Descongelamento de carreiras

Governo acusa professores de quererem subir despesa em 600 milhões por ano

António Costa, primeiro-ministro, e Mário Centeno, ministro das Finanças, num debate parlamentar sobre o OE2019. Fotografia: REUTERS/Rafael Marchante
António Costa, primeiro-ministro, e Mário Centeno, ministro das Finanças, num debate parlamentar sobre o OE2019. Fotografia: REUTERS/Rafael Marchante

Segunda reunião fracassa. Governo insiste que exigência dos sindicatos colide com "o compromisso de sustentabilidade das contas públicas".

“A exigência das estruturas sindicais dos professores”, que “insistem na recuperação de 9 anos, 4 meses e 2 dias” no tempo de serviço congelado para efeitos de carreira, “corresponderia a um aumento permanente da despesa de 600 milhões de euros por ano”, acusou o governo esta segunda-feira, dizendo inclusive que os sindicatos vieram com uma exigência surpresa: querem recuperar tempo de serviço relativo a 2005 e 2007.

Isto é incompatível com “o compromisso quer com a sustentabilidade das contas públicas, quer com a equidade entre carreiras da Administração Pública”, apontam o Ministério das Finanças e o Ministério da Educação, numa nota enviada esta segunda-feira, dia 4 de março, às redações.

Tal como na primeira reunião com os sindicatos no sentido de desbloquear esta crise, que terminou sem resultados (25 de fevereiro último), o segundo encontro desta segunda-feira também terminou sem qualquer avanço e com o governo a dizer que os sindicatos mantiveram-se intransigentes.

“A reunião de hoje permitiu verificar uma vez mais a intransigência das estruturas sindicais que, desde o início das negociações, insistem na recuperação de 9 anos, 4 meses e 2 dias.
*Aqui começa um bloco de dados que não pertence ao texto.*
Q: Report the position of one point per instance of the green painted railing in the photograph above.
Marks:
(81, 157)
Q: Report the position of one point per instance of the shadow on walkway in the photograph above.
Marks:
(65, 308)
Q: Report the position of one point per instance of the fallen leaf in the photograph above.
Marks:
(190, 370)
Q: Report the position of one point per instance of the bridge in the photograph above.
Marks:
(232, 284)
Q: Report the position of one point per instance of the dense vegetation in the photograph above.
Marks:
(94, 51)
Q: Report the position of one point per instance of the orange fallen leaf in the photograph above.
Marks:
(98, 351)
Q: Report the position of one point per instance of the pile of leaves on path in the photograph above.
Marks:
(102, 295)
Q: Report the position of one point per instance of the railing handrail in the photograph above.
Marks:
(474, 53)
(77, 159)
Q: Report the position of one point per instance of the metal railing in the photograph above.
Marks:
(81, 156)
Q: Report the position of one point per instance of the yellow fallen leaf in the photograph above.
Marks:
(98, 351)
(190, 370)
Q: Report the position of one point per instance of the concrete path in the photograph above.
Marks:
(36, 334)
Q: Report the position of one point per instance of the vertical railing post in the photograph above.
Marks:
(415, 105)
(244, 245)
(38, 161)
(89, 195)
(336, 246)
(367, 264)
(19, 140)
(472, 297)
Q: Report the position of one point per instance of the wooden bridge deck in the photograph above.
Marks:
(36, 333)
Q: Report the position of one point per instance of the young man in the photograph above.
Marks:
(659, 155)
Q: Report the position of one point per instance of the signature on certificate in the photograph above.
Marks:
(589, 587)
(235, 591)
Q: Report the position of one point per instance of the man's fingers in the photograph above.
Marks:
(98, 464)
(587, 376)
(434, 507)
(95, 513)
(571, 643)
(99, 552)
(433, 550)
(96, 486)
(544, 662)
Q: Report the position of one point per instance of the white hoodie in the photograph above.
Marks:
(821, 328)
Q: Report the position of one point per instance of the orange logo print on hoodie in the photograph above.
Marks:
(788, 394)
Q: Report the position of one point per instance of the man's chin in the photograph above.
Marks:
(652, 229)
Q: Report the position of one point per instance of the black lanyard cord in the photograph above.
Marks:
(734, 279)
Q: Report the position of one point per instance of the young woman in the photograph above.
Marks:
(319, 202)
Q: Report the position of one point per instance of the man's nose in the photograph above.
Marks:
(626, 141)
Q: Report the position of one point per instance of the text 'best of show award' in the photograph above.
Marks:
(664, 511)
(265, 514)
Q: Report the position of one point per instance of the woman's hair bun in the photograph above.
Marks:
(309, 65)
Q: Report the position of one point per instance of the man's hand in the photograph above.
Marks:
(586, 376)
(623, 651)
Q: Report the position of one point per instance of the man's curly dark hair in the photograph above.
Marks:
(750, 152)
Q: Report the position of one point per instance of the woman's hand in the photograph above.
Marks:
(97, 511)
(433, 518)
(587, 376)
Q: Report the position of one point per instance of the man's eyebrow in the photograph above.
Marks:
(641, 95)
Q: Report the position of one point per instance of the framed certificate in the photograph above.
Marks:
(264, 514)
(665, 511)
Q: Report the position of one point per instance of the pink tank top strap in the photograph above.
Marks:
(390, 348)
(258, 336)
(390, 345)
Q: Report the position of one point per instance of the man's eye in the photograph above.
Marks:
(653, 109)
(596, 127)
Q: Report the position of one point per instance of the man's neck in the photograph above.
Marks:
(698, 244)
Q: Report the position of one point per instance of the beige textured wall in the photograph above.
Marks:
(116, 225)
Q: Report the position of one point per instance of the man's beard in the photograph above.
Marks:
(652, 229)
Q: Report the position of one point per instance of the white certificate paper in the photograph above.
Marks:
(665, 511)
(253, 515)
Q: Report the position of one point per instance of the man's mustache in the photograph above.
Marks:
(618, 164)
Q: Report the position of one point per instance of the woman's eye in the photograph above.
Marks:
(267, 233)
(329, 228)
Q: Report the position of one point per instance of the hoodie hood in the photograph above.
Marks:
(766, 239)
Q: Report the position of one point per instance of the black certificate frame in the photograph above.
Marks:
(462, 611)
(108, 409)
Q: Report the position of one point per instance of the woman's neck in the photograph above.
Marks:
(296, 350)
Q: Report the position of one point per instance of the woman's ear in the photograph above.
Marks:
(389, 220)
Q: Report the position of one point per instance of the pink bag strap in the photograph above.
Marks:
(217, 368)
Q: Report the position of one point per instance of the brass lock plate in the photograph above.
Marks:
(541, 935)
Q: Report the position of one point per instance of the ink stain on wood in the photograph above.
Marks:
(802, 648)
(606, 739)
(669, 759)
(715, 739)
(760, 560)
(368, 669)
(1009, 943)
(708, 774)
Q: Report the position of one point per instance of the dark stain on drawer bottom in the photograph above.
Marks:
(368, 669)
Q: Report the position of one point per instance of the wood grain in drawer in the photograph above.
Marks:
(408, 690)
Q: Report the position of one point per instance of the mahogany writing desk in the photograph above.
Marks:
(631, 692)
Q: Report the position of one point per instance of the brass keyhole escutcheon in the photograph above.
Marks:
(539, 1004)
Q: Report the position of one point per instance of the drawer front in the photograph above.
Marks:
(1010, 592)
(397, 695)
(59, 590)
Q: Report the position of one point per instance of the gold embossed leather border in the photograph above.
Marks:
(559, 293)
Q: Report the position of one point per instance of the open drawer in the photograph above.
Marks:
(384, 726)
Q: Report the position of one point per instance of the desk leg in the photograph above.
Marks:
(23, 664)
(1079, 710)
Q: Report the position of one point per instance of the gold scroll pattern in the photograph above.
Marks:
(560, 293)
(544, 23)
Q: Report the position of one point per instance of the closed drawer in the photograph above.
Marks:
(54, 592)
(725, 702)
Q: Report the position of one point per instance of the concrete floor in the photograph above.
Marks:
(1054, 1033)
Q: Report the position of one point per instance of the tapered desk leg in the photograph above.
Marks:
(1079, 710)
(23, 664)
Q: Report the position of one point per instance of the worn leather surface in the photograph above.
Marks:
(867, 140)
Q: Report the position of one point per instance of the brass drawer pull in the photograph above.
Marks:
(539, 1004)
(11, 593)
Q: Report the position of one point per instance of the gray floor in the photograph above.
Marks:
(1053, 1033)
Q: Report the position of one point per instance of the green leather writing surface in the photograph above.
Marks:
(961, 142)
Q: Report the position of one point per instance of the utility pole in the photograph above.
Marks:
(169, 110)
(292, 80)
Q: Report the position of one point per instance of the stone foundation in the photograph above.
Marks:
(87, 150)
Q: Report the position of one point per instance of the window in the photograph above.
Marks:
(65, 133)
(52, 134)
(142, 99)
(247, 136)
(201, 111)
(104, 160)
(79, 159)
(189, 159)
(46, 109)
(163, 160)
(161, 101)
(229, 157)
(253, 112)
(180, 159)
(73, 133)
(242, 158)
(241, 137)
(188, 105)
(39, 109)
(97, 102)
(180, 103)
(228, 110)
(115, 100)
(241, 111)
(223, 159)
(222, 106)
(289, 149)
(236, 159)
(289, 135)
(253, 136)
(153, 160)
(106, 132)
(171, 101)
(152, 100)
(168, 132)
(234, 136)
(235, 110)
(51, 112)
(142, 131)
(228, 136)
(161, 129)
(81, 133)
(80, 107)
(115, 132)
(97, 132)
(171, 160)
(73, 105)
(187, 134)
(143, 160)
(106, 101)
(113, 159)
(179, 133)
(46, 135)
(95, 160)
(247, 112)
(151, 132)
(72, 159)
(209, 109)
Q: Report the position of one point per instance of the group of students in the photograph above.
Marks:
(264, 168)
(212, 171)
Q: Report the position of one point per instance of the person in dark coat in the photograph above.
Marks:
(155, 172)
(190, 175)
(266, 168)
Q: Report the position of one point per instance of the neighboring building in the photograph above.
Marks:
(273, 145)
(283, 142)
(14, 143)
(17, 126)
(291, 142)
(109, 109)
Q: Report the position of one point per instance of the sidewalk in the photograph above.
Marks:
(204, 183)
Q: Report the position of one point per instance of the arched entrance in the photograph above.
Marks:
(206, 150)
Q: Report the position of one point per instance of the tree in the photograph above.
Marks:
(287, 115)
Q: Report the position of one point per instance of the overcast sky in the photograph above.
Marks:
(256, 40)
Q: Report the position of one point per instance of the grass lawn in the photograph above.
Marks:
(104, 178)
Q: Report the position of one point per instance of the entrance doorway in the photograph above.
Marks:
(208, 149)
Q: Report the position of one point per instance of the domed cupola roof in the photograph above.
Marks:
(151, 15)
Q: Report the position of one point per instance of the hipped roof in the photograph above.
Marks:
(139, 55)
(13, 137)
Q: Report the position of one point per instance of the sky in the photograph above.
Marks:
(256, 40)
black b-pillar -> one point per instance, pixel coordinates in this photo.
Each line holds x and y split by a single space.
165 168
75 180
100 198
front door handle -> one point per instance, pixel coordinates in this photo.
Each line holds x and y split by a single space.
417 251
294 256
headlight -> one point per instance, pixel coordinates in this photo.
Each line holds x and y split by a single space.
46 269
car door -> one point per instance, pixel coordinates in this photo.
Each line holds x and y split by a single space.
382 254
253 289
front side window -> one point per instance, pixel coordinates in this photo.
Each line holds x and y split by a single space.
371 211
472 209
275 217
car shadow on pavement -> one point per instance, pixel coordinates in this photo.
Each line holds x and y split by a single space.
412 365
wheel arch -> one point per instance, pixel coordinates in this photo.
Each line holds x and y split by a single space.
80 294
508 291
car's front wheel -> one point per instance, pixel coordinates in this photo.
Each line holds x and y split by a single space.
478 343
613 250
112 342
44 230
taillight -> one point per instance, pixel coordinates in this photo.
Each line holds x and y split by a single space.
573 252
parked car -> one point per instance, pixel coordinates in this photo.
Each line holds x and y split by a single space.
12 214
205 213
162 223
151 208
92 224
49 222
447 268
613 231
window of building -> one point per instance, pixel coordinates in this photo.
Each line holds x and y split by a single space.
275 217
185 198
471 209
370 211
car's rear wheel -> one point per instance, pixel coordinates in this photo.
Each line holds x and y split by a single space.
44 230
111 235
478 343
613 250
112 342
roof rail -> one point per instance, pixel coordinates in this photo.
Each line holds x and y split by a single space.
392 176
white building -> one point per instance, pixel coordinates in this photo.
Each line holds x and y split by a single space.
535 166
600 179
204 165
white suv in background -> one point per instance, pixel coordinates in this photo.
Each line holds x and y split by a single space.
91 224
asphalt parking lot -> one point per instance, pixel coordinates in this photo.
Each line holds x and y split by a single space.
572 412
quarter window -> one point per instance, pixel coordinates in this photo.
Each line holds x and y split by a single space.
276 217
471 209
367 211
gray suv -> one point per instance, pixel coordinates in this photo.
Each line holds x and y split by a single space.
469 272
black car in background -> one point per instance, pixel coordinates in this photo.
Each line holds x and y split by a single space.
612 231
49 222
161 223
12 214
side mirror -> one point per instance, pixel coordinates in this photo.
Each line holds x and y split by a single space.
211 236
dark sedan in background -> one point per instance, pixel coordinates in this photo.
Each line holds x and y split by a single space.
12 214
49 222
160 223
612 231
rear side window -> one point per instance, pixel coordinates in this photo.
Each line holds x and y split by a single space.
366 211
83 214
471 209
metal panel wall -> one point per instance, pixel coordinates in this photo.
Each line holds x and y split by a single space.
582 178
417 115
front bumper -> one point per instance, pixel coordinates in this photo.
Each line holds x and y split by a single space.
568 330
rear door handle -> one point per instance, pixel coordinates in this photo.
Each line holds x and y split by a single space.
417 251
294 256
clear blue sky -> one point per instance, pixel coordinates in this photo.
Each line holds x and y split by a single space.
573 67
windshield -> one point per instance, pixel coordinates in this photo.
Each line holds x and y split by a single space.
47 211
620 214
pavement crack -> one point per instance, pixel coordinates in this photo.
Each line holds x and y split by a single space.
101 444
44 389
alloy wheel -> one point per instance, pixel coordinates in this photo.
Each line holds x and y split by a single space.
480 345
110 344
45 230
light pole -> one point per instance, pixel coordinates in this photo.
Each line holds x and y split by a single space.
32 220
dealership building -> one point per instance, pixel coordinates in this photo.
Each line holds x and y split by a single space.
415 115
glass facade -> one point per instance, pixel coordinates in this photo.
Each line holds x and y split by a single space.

Esta revindicação considera inclusivamente períodos de suspensão de contagem de tempo de serviço relativo aos anos 2005 e 2007, e que não haviam sido reivindicados anteriormente”.

Professores querem gastar o triplo, acusa o Governo

Os dois ministérios repetem que “o Governo foi a única parte que se moveu nestas negociações, estando disponível para aumentar a despesa em 200 milhões de euros por ano, sem impor nenhuma contrapartida aos sindicatos”.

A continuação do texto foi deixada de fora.